The big problem is that both Evans and co-star Alice Eve play fairly boring characters. Both have melodramatic reasons for being in New York, but the Maguffin that explains how they wind up stranded on the streets of New York for a day doesn't make any sense. With Eve having her purse stolen, and left without money, she could have at least gone to a police station to report the crime and get some shelter, but that's explained away dismissively, with Evans just saying, oh the cops are no help." Later, this becomes somewhat easier to swallow where it's revealed that Eve has to make it back to Boston by 8 A.M. to retrieve a letter she left behind for her husband which will end their marriage, about which she's having second thoughts.

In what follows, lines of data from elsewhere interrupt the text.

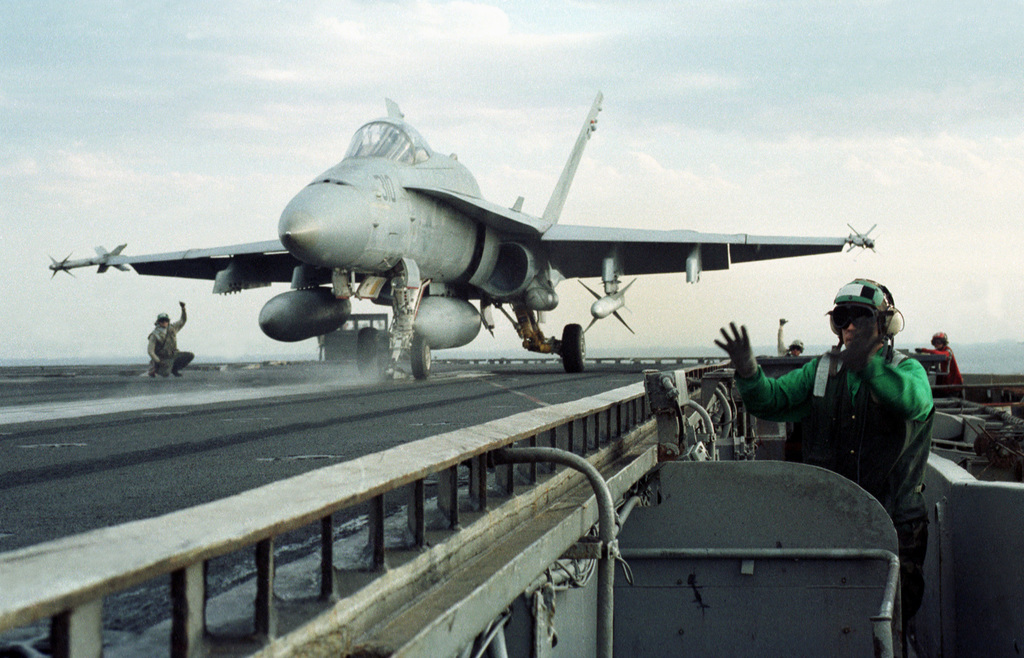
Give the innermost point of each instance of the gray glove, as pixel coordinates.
(738, 347)
(861, 346)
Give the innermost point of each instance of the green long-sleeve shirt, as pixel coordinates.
(872, 427)
(903, 388)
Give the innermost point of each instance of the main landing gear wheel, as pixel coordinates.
(368, 352)
(419, 356)
(573, 348)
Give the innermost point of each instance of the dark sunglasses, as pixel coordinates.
(843, 315)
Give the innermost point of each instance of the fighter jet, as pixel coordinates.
(402, 225)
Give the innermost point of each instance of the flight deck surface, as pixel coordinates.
(83, 447)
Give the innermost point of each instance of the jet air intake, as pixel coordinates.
(297, 315)
(515, 267)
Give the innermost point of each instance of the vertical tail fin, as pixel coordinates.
(557, 200)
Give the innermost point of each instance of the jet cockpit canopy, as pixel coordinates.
(395, 141)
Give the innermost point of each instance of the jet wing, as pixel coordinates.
(579, 251)
(232, 268)
(504, 219)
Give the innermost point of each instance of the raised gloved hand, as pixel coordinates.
(861, 346)
(738, 347)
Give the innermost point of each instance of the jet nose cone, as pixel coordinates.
(326, 225)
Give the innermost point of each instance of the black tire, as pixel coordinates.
(368, 354)
(573, 349)
(419, 356)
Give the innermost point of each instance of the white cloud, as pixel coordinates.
(174, 126)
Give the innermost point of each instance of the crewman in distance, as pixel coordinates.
(165, 358)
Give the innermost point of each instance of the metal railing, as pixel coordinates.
(67, 580)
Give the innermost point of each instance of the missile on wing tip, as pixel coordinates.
(607, 305)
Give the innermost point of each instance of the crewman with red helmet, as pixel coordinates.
(948, 374)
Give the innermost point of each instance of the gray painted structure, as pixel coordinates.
(738, 557)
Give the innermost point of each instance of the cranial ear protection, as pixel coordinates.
(867, 294)
(893, 320)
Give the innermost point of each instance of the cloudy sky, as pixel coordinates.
(182, 125)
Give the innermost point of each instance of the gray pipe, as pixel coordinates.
(702, 412)
(720, 393)
(605, 529)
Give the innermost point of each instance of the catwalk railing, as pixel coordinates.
(66, 580)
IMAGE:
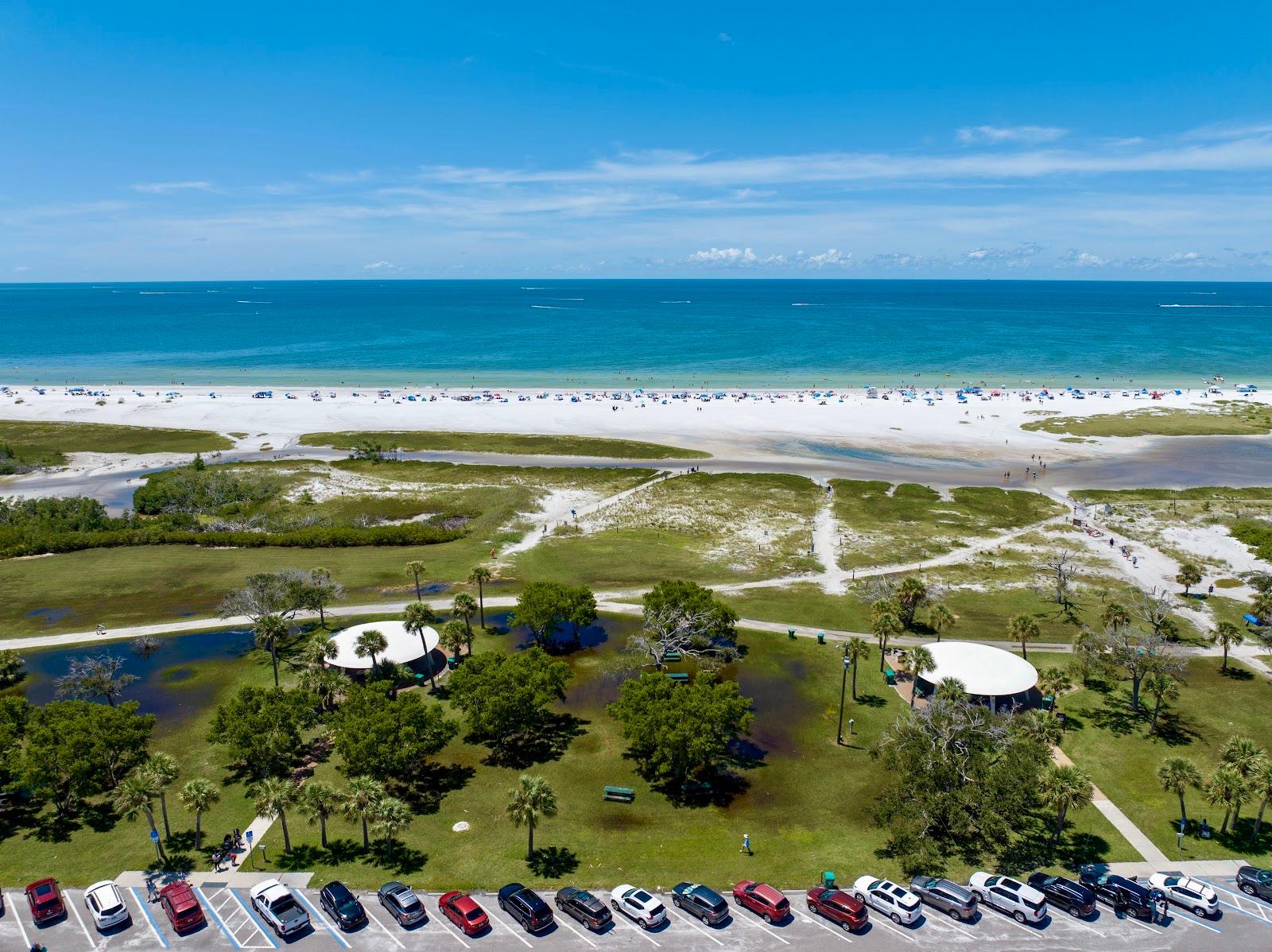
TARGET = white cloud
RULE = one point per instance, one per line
(169, 187)
(1010, 134)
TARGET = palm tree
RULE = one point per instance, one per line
(1223, 790)
(1177, 776)
(1023, 628)
(1227, 636)
(273, 795)
(921, 661)
(1246, 758)
(949, 689)
(886, 625)
(163, 771)
(1163, 689)
(453, 637)
(417, 568)
(269, 631)
(388, 816)
(1064, 788)
(464, 608)
(1261, 786)
(137, 795)
(856, 651)
(370, 644)
(1053, 682)
(939, 618)
(480, 576)
(318, 801)
(528, 801)
(360, 799)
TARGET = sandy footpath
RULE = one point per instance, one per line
(733, 426)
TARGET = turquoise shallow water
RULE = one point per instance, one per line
(668, 333)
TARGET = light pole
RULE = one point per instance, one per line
(843, 684)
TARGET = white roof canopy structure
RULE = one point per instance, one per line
(983, 669)
(404, 646)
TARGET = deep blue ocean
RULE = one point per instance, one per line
(691, 333)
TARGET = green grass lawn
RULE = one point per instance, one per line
(519, 444)
(890, 524)
(48, 444)
(1227, 420)
(1111, 742)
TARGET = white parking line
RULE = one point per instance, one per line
(383, 928)
(70, 905)
(692, 924)
(620, 917)
(757, 926)
(25, 938)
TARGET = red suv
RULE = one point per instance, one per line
(846, 911)
(45, 900)
(762, 899)
(181, 907)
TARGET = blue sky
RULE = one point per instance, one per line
(181, 141)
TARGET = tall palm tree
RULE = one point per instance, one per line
(856, 651)
(370, 644)
(480, 576)
(1177, 776)
(1261, 786)
(273, 796)
(939, 618)
(1023, 628)
(886, 625)
(1227, 636)
(1065, 788)
(163, 771)
(417, 568)
(359, 803)
(921, 661)
(388, 816)
(1246, 758)
(137, 795)
(269, 631)
(199, 796)
(528, 801)
(464, 608)
(1053, 682)
(318, 803)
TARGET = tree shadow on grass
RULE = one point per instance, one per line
(553, 862)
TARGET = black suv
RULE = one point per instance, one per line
(525, 907)
(701, 901)
(584, 907)
(1123, 894)
(1065, 894)
(343, 905)
(1255, 882)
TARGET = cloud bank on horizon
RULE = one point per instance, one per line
(738, 148)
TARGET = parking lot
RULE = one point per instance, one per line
(232, 924)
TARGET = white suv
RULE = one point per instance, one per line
(1022, 903)
(898, 904)
(1187, 892)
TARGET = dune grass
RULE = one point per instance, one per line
(1227, 420)
(514, 444)
(48, 443)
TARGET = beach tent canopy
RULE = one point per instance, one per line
(404, 646)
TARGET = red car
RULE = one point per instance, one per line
(181, 907)
(45, 900)
(846, 911)
(463, 911)
(762, 899)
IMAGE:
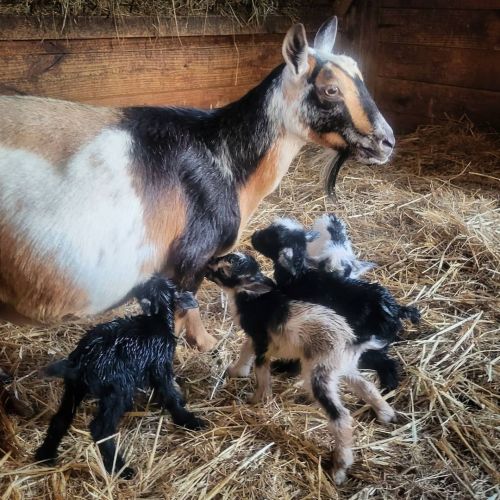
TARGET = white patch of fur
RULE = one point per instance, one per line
(86, 217)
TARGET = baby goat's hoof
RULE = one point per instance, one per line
(127, 473)
(195, 423)
(235, 371)
(46, 457)
(387, 415)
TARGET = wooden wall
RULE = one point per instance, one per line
(428, 59)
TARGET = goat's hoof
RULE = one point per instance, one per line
(195, 423)
(339, 476)
(204, 342)
(45, 457)
(127, 473)
(387, 415)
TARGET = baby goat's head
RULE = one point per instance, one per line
(159, 295)
(237, 272)
(327, 99)
(332, 251)
(284, 242)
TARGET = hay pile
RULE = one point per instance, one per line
(244, 11)
(431, 222)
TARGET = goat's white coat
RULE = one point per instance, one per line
(92, 224)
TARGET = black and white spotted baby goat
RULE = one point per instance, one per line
(279, 327)
(332, 250)
(112, 361)
(369, 308)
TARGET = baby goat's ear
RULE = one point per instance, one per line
(312, 235)
(185, 300)
(256, 287)
(146, 306)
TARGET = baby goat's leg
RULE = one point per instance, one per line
(104, 425)
(242, 367)
(325, 389)
(263, 392)
(59, 425)
(368, 392)
(170, 398)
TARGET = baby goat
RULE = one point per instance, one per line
(113, 360)
(277, 326)
(332, 250)
(369, 308)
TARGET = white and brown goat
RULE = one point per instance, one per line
(93, 201)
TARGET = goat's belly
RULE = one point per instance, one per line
(71, 237)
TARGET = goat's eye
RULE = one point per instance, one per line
(331, 91)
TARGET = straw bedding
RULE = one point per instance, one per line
(431, 222)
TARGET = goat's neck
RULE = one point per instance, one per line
(254, 136)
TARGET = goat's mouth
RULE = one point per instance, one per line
(370, 156)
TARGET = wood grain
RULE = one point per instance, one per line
(138, 70)
(474, 29)
(437, 101)
(477, 69)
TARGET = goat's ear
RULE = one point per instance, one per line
(295, 49)
(325, 37)
(312, 235)
(285, 259)
(185, 300)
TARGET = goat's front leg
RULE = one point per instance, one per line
(324, 384)
(263, 392)
(243, 365)
(369, 393)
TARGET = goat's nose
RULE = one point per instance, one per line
(385, 137)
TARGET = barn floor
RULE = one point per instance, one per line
(431, 222)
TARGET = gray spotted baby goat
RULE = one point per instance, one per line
(112, 361)
(278, 327)
(331, 249)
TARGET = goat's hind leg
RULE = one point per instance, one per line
(170, 398)
(368, 392)
(242, 366)
(104, 426)
(59, 425)
(325, 389)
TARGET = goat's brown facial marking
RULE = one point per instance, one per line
(38, 289)
(329, 98)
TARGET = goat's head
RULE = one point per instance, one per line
(237, 272)
(327, 100)
(159, 295)
(285, 243)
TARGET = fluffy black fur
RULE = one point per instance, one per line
(369, 308)
(111, 362)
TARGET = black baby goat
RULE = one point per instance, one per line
(112, 361)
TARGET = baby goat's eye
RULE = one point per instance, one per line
(331, 91)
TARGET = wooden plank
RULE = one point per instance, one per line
(101, 70)
(437, 101)
(479, 69)
(450, 28)
(442, 4)
(57, 27)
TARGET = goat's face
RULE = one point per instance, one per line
(236, 272)
(327, 101)
(284, 242)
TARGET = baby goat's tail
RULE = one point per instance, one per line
(58, 369)
(409, 312)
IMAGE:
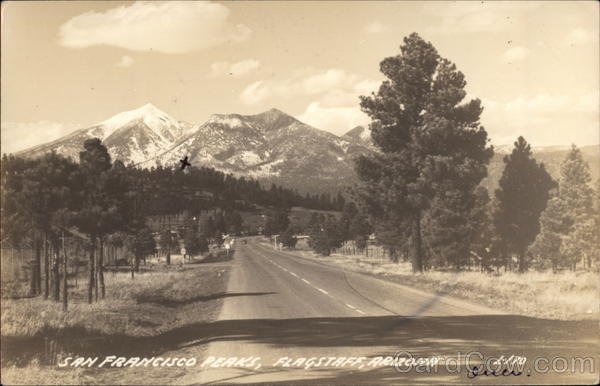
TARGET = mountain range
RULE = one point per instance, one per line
(271, 146)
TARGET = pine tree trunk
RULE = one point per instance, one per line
(35, 269)
(416, 252)
(91, 272)
(95, 273)
(46, 268)
(38, 267)
(522, 262)
(56, 271)
(65, 277)
(101, 270)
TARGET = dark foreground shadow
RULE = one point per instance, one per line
(424, 336)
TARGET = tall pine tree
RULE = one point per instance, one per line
(430, 140)
(522, 195)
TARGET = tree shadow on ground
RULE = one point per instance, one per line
(174, 303)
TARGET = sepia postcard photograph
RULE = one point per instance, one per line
(300, 192)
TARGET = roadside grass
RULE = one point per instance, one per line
(564, 295)
(136, 307)
(153, 303)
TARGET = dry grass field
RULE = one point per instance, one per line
(564, 295)
(157, 301)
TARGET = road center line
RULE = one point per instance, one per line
(315, 287)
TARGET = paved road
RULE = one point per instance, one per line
(282, 310)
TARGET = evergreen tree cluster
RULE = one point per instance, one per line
(101, 205)
(422, 190)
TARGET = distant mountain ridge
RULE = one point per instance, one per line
(271, 146)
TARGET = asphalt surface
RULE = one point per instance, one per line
(288, 319)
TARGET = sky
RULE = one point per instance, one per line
(69, 65)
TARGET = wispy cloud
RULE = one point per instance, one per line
(167, 27)
(234, 69)
(580, 36)
(333, 93)
(541, 118)
(335, 119)
(475, 16)
(125, 61)
(331, 83)
(17, 136)
(374, 27)
(515, 54)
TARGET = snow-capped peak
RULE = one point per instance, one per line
(154, 118)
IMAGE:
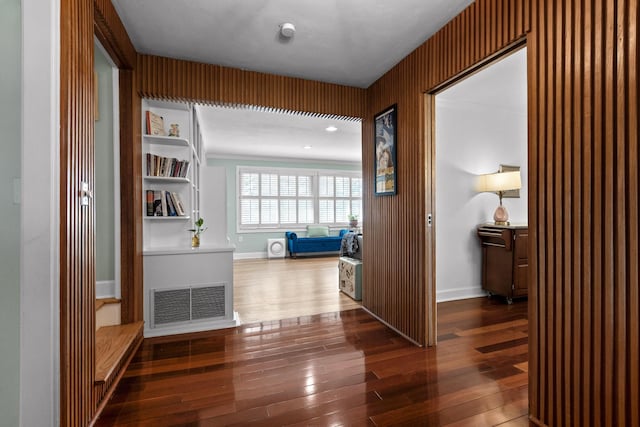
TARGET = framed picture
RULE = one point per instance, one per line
(385, 152)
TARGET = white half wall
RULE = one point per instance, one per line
(480, 124)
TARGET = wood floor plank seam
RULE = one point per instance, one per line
(342, 368)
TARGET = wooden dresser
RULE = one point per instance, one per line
(504, 260)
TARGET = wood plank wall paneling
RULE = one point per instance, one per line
(77, 273)
(175, 79)
(583, 162)
(395, 273)
(112, 35)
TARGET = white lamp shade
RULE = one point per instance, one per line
(501, 181)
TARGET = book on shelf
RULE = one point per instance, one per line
(171, 210)
(155, 124)
(163, 202)
(157, 203)
(177, 203)
(149, 202)
(166, 167)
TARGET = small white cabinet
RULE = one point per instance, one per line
(188, 290)
(185, 289)
(350, 277)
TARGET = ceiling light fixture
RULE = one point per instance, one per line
(287, 29)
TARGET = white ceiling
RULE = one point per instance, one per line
(250, 134)
(349, 42)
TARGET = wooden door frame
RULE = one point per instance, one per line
(429, 98)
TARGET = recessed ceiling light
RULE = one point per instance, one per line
(287, 29)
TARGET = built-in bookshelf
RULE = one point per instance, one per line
(170, 167)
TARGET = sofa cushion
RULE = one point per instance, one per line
(317, 231)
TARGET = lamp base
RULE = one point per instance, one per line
(501, 216)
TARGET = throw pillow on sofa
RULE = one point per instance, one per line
(317, 231)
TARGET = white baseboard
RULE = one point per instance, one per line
(249, 255)
(460, 293)
(106, 289)
(193, 327)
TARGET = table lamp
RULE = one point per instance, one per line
(500, 182)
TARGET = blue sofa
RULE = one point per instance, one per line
(297, 245)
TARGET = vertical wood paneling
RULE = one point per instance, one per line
(394, 271)
(77, 274)
(583, 161)
(112, 34)
(175, 79)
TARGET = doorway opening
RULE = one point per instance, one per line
(279, 172)
(475, 126)
(107, 187)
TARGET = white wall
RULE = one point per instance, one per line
(10, 224)
(104, 191)
(480, 124)
(39, 284)
(213, 204)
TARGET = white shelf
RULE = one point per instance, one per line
(167, 179)
(166, 218)
(167, 140)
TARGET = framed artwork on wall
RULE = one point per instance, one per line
(385, 152)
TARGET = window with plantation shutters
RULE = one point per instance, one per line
(290, 198)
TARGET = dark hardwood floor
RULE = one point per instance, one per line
(334, 369)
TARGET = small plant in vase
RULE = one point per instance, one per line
(197, 230)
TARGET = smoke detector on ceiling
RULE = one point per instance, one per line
(287, 30)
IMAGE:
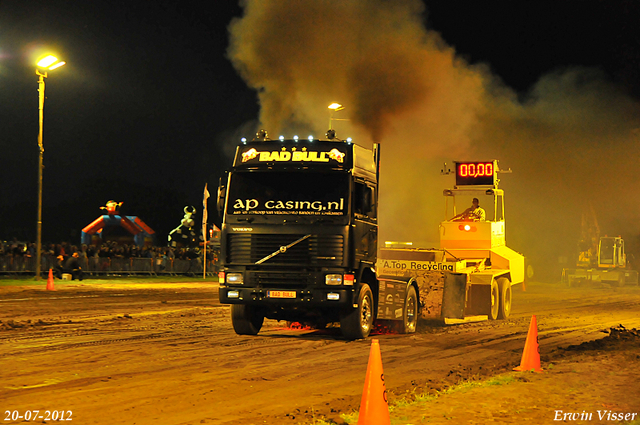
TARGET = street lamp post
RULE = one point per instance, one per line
(334, 108)
(45, 64)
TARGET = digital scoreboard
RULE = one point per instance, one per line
(476, 173)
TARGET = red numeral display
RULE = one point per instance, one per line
(476, 170)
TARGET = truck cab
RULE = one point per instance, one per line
(299, 234)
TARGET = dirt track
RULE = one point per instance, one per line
(166, 354)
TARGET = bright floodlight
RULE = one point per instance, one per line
(47, 61)
(58, 65)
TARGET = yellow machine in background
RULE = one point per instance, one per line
(470, 276)
(600, 259)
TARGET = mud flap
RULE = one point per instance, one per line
(453, 303)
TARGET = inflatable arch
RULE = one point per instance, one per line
(130, 223)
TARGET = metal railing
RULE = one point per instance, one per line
(19, 265)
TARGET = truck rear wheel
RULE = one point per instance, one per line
(410, 312)
(494, 300)
(246, 320)
(504, 288)
(357, 323)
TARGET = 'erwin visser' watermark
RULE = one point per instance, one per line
(603, 415)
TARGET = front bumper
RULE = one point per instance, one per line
(319, 297)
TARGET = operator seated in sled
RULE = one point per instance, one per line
(473, 213)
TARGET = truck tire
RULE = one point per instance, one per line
(246, 320)
(410, 312)
(357, 323)
(494, 301)
(504, 288)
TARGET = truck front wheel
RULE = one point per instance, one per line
(494, 300)
(357, 323)
(246, 320)
(410, 312)
(504, 288)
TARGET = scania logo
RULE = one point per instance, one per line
(242, 229)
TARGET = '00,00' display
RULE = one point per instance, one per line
(475, 173)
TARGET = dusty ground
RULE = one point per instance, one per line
(123, 353)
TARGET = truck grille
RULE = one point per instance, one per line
(317, 250)
(280, 280)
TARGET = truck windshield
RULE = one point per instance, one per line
(285, 195)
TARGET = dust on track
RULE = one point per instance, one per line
(168, 354)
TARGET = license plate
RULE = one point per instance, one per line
(281, 294)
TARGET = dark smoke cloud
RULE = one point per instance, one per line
(573, 141)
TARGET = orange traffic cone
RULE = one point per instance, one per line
(374, 408)
(50, 281)
(531, 354)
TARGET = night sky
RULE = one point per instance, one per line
(148, 108)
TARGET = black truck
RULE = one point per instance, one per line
(300, 234)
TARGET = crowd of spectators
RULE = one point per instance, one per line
(107, 249)
(24, 253)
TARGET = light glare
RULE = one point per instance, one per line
(58, 65)
(47, 61)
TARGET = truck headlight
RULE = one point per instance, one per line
(333, 279)
(234, 278)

I guess the twist is that as perfect as the two seem to be for each other, they're going for an unrequited vibe. The whole will they or won't they? aspect could have worked, but only if you actually wanted to see the two together. Really, you won't care, as they're so boring. Evans is especially two-dimensional, with him playing a noble do-gooder nursing a broken heart and preparing for a big audition. He never feels like anything more than an idealized romantic stranger for audiences to swoon over. The same is mostly true for Eve, who plays the damsel in distress, and who of course just happens to be utterly gorgeous and with a troubled home life. Some of their adventures are obnoxiously twee, with a bit where they duet on My Bloody Valentine for an easily swayed party of businessmen being downright goofy, as is a bit where the two draw sketches of each other on the back of hotel paintings.
BEFORE WE GO gets especially troublesome in the last act, with a finale that seems to be a deliberate lift of LOST IN TRANSLATION. By constantly borrowing from other, better movies, Evans shoots himself in the foot, making his debut little more than a VOD curio that's bound to disappear without much notice. Hopefully, between now and his next film Evans will develop a bit more of a style of his own. You can never really write someone off on the basis of their first movie, and while it's not especially good, it's not embarrassingly bad either. It's just totally forgettable.